At the top part of the gene information page, the users can view some fundamental information of CYP 9J53, such as description, length and location. Clicking on the right “JBrowse” button enables users to visualize CYP 9J53 under the background of the scaffold. Below these, the sequence information of CYP 9J53 is presented. The exon regions are highlighted in red and the remaining sequences are introns. Clicking on the “show pep” button allows amino acid sequences to be displayed. The lower portion of the information page is the functional feature description of CYP 9J53, including orthologs, GO and KEGG pathways. In the ortholog part, many-one or many-many orthologous genes to the An. sinensis CYP 9J53 in other mosquito species and fruit fly are displayed. The prediction of GO terms shows that CYP 9J53 belongs to “iron ion binding” (0005506), “electron carrier activity” (0009055), “heme binding” (0020037) and “oxidation-reduction process” (0055114) categories. Users can click the GO term for detailed term information. CYP 9J53 participates in “Linoleic acid metabolism” pathway. Clicking the KO (ko00591) will open a new page to show the reference pathway map. Transcriptional results are shown at the bottom of the results page, and include technology, comparison, regulation, fold change, published articles, etc as a whole.
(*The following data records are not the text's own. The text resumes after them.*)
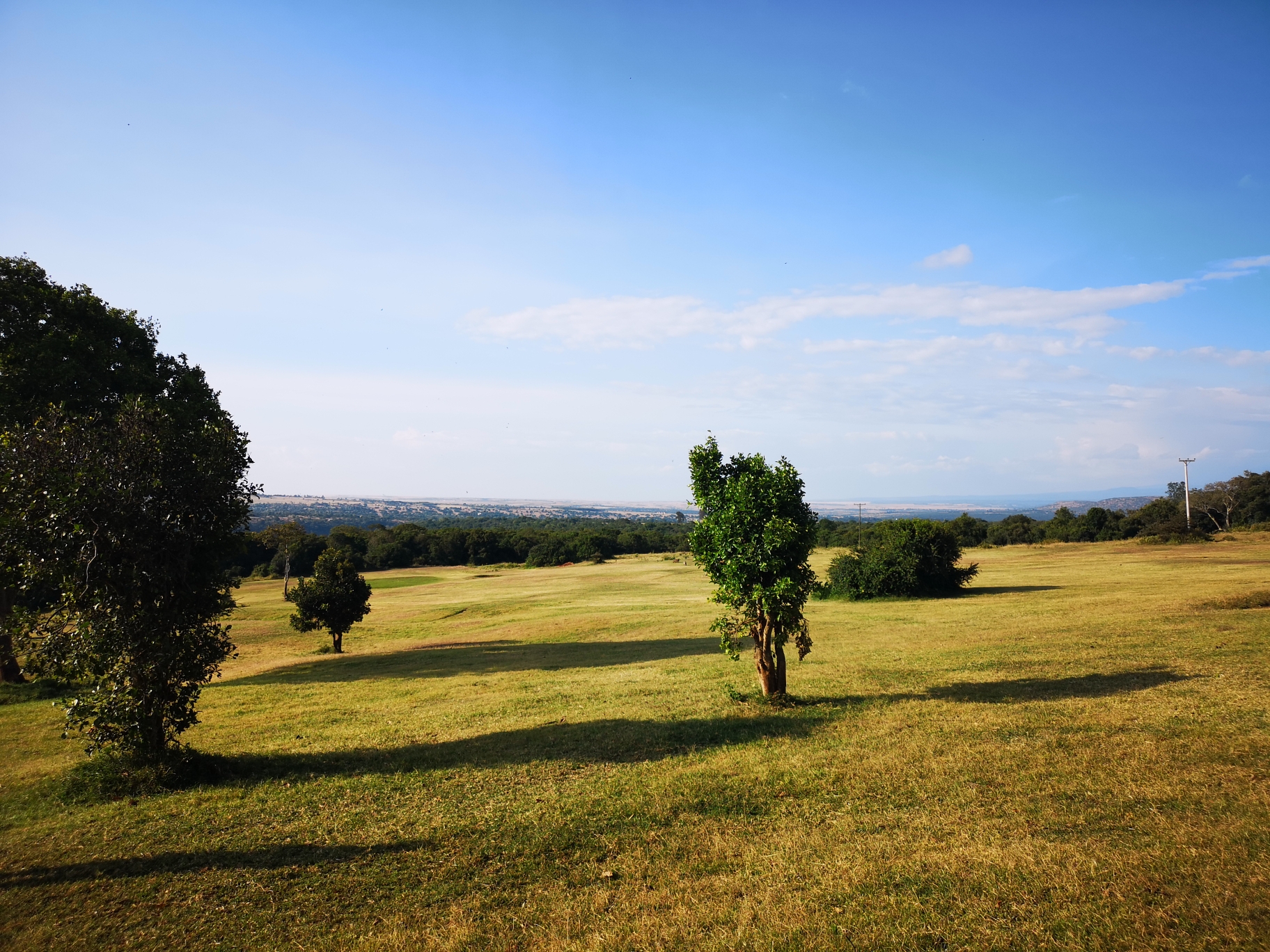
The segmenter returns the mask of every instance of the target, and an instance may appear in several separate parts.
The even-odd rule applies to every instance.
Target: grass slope
[[[789,708],[658,556],[429,569],[343,658],[249,584],[217,784],[65,805],[58,712],[0,706],[0,946],[1267,947],[1270,611],[1212,605],[1270,539],[974,556],[813,603]]]

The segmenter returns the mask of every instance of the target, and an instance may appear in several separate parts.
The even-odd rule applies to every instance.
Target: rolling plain
[[[69,800],[5,694],[0,946],[1270,947],[1270,533],[968,557],[812,602],[782,706],[683,560],[371,574],[342,656],[245,583],[204,783]]]

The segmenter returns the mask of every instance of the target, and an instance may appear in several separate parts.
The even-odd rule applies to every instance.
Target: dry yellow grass
[[[188,737],[218,784],[62,805],[57,712],[0,707],[0,943],[1267,947],[1270,609],[1205,605],[1270,539],[972,557],[813,603],[790,708],[660,556],[400,572],[441,581],[344,658],[253,583]]]

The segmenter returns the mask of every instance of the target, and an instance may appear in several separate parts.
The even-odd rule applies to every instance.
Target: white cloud
[[[969,245],[946,248],[922,259],[923,268],[960,268],[974,260],[974,251]]]
[[[1270,267],[1270,255],[1260,255],[1259,258],[1237,258],[1226,265],[1226,268],[1209,272],[1200,281],[1229,281],[1231,278],[1242,278],[1245,274],[1251,274],[1257,268],[1266,267]]]
[[[1270,363],[1270,350],[1229,350],[1215,347],[1195,347],[1186,350],[1195,357],[1209,357],[1228,367],[1246,367],[1255,363]]]
[[[1069,331],[1078,340],[1102,336],[1120,321],[1107,311],[1181,294],[1187,281],[1157,281],[1111,288],[1052,291],[991,284],[867,286],[846,294],[782,294],[734,310],[719,310],[695,297],[575,298],[551,307],[526,307],[505,315],[474,314],[466,324],[478,336],[554,339],[566,347],[645,348],[668,338],[716,334],[743,347],[814,317],[950,319],[975,327],[1012,326]]]
[[[1231,261],[1232,268],[1266,268],[1270,267],[1270,255],[1260,258],[1240,258]]]

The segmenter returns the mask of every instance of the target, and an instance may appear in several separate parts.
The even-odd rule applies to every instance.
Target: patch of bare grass
[[[1200,602],[1200,608],[1270,608],[1270,589],[1260,592],[1237,592],[1233,595]]]

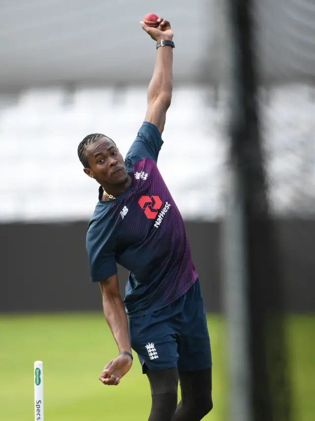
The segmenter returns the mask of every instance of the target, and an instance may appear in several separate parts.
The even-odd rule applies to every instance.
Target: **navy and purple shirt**
[[[131,177],[116,199],[99,201],[89,225],[87,249],[93,282],[130,271],[124,300],[129,316],[158,310],[196,281],[184,222],[158,169],[163,143],[154,125],[143,123],[125,163]]]

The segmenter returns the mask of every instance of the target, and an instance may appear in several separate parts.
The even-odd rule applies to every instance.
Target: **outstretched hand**
[[[104,385],[117,386],[122,377],[129,371],[132,365],[132,360],[130,356],[122,354],[106,364],[99,380]]]
[[[155,41],[160,41],[161,39],[173,39],[173,31],[171,28],[171,24],[168,21],[165,21],[162,18],[159,18],[157,22],[158,26],[156,28],[148,25],[149,22],[146,21],[141,21],[140,24],[142,29],[148,33]]]

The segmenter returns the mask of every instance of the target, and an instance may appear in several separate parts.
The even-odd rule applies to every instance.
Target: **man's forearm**
[[[120,295],[103,296],[104,315],[112,331],[119,352],[131,352],[128,320]]]
[[[173,48],[168,45],[159,47],[157,50],[154,72],[148,90],[148,101],[153,102],[162,97],[169,106],[172,90]]]

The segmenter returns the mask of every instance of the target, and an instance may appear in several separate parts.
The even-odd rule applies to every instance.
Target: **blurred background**
[[[206,419],[260,419],[256,403],[268,387],[264,420],[314,420],[315,3],[233,3],[0,0],[1,421],[33,417],[36,360],[48,420],[147,419],[150,390],[137,361],[118,388],[98,380],[117,351],[89,281],[85,235],[97,187],[77,148],[103,132],[125,155],[135,138],[154,66],[155,44],[139,24],[149,12],[169,20],[175,33],[158,165],[185,221],[208,314],[214,408]],[[242,37],[249,22],[251,36]],[[247,64],[257,70],[248,86]],[[251,109],[253,132],[252,119],[238,123]],[[248,154],[238,149],[242,132],[254,138]],[[246,210],[252,191],[239,181],[237,156],[253,171],[247,176],[263,170],[257,189],[271,251],[241,222],[265,226]],[[251,232],[258,236],[246,241]],[[126,271],[119,275],[123,294]],[[280,324],[268,319],[270,296]],[[257,312],[267,324],[251,323]],[[251,347],[256,333],[273,346]]]

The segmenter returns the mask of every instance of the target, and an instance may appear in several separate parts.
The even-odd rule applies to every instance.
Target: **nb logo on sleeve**
[[[141,172],[138,172],[136,171],[134,173],[134,178],[136,180],[140,180],[141,178],[142,180],[146,180],[148,178],[148,174],[146,172],[145,172],[144,171],[142,171]]]

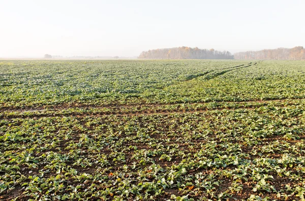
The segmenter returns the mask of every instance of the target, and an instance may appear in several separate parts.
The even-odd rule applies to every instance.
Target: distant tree
[[[45,59],[51,59],[52,55],[48,54],[45,54],[44,56]]]
[[[139,59],[233,59],[233,56],[228,51],[223,52],[201,49],[198,47],[179,47],[172,48],[157,49],[142,52]]]
[[[260,51],[248,51],[236,53],[234,54],[234,57],[239,60],[299,60],[305,59],[305,49],[302,46],[297,46],[291,49],[280,48]]]

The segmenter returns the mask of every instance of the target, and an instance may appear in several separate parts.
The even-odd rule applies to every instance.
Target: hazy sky
[[[305,0],[0,0],[0,58],[305,46]]]

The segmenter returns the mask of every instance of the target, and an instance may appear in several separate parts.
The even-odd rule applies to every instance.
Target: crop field
[[[0,61],[0,200],[304,197],[304,61]]]

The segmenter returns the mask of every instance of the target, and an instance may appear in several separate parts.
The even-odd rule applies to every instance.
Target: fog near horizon
[[[303,0],[0,0],[0,58],[138,56],[179,46],[231,53],[305,45]]]

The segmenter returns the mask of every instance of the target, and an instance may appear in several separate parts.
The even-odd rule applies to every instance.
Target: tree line
[[[280,48],[259,51],[248,51],[235,53],[234,58],[238,60],[305,60],[305,49],[302,46],[293,48]]]
[[[157,49],[143,51],[138,59],[233,59],[233,55],[227,51],[217,51],[179,47],[172,48]]]

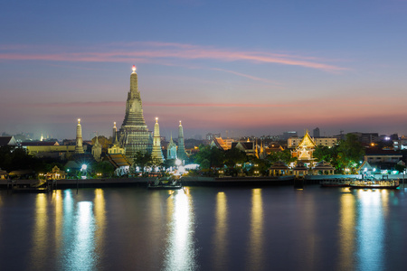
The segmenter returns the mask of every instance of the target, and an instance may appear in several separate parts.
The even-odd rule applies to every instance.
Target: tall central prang
[[[150,147],[150,134],[146,125],[138,91],[136,66],[130,75],[130,90],[126,102],[126,115],[118,132],[120,145],[126,148],[126,156],[133,158],[136,153],[146,154]]]

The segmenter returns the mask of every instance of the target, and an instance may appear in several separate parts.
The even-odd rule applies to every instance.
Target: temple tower
[[[75,154],[83,153],[82,126],[80,126],[80,118],[78,118],[78,126],[76,126]]]
[[[96,161],[100,162],[101,158],[101,151],[102,151],[102,145],[100,143],[99,143],[98,136],[96,136],[95,138],[95,144],[92,146],[92,155],[93,158],[95,158]]]
[[[178,150],[176,151],[176,156],[181,161],[185,161],[188,156],[185,153],[185,146],[184,145],[184,129],[181,124],[181,120],[179,121],[178,126]]]
[[[137,152],[146,154],[149,142],[149,133],[144,120],[140,92],[138,91],[136,66],[130,75],[130,90],[126,102],[126,115],[118,132],[118,142],[126,149],[126,155],[133,158]]]
[[[161,136],[158,117],[156,117],[156,124],[154,125],[153,151],[151,153],[151,158],[159,163],[164,162],[163,152],[161,151]]]
[[[116,121],[113,122],[113,131],[111,136],[111,143],[115,144],[118,140],[118,128],[116,127]]]

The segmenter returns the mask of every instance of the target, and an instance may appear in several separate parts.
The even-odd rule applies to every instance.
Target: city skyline
[[[95,2],[96,3],[96,2]],[[109,136],[131,67],[148,129],[407,135],[406,1],[3,5],[0,132]]]

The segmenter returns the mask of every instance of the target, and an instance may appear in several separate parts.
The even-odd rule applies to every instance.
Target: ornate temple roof
[[[319,171],[328,171],[328,170],[335,170],[335,168],[331,165],[330,163],[327,163],[327,161],[320,161],[316,164],[316,165],[313,167],[314,170],[319,170]]]
[[[308,130],[307,130],[301,142],[299,142],[298,146],[307,146],[307,147],[316,147],[317,146],[314,139],[312,139],[311,136],[309,136]]]

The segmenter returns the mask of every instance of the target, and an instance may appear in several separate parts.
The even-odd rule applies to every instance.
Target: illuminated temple
[[[136,66],[133,66],[133,72],[130,75],[130,90],[126,102],[126,115],[118,131],[118,140],[126,149],[126,156],[128,158],[133,158],[137,152],[146,154],[151,151],[150,135],[144,120]]]
[[[315,141],[311,138],[307,130],[297,148],[294,151],[291,151],[292,157],[297,157],[298,160],[302,163],[311,163],[315,159],[313,158],[315,147]]]
[[[158,125],[158,117],[156,117],[156,125],[154,126],[153,152],[151,153],[153,160],[163,163],[164,156],[161,150],[160,126]]]

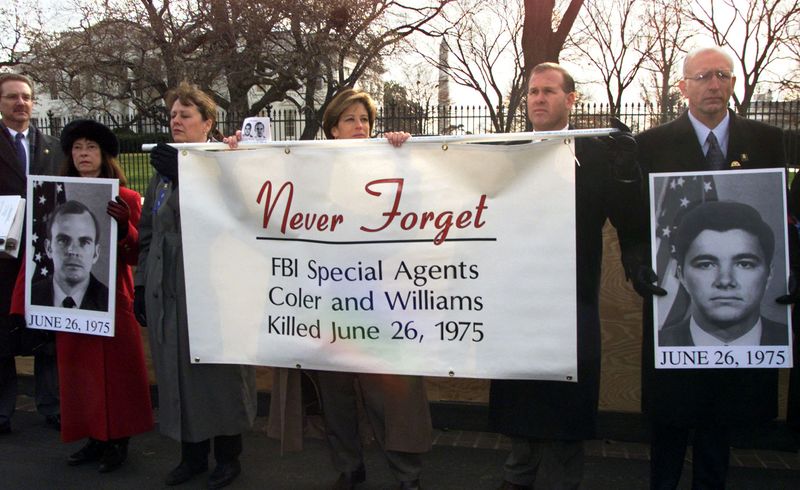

Copy and paste multiple query sequences in fasta format to text box, or upload a sequence file in FASTA format.
How to search and view insecticide-resistant phenotypic and genotypic data?
ASGDB provides an OpenLayers map-based interface for users to obtain data. All the mosquito-sampling sites are identified with small red pompons. By clicking on the pompon, a pop up text box will appear on the map with the most recent insecticide-resistant related record. Users can also browse all the relevant information in this region on the same page just below the map. It should be noted that when different sampling sites are in close proximity, the red pompons might be very near or even superposed on each other. To avoid clicking on the non-target pompon, the users can zoom in to magnify their view of the map by tapping the “plus” button in the upper left corner or by scrolling up with mouse's scroll wheel. Double left click on the map can also simultaneously centre the map and zoom in at the position clicked. Once users think they are done, they can use the “minus” button or scroll down with mouse's scroll wheel to zoom out. To move the map, users can click and drag at any point on the map. ASGDB also provides the users with a search engine to facilitate obtaining the information of interest, such as collection site, year, insecticide and resistance mechanism.
By clicking on the pompon, a pop up text box will appear on the map with the most recent insecticide-resistant related record.
Users can also get more details below the on the same page just below the map.
Auto-complete input boxes are also be used. In these boxes the user needs to type in one letters from the requested term and a list of all possible matching terms will appear. After filling the desired search criteria, click on the “Search” button at the bottom right end of the form. Shortly thereafter a new page will appear on your browser with all matching results. The matching results can also be downloaded.
How might users contribute new data for incorporation into database?
Researchers can submit any comments, suggestions, or questions regarding all aspects of ASGDB on “Contact” page. To promote researchers’ sharing and exchange of knowledge and ideas, the submission process is simple. No registration requirement is imposed, although users need to provide a valid email address so that our team can contact them in case of any queries.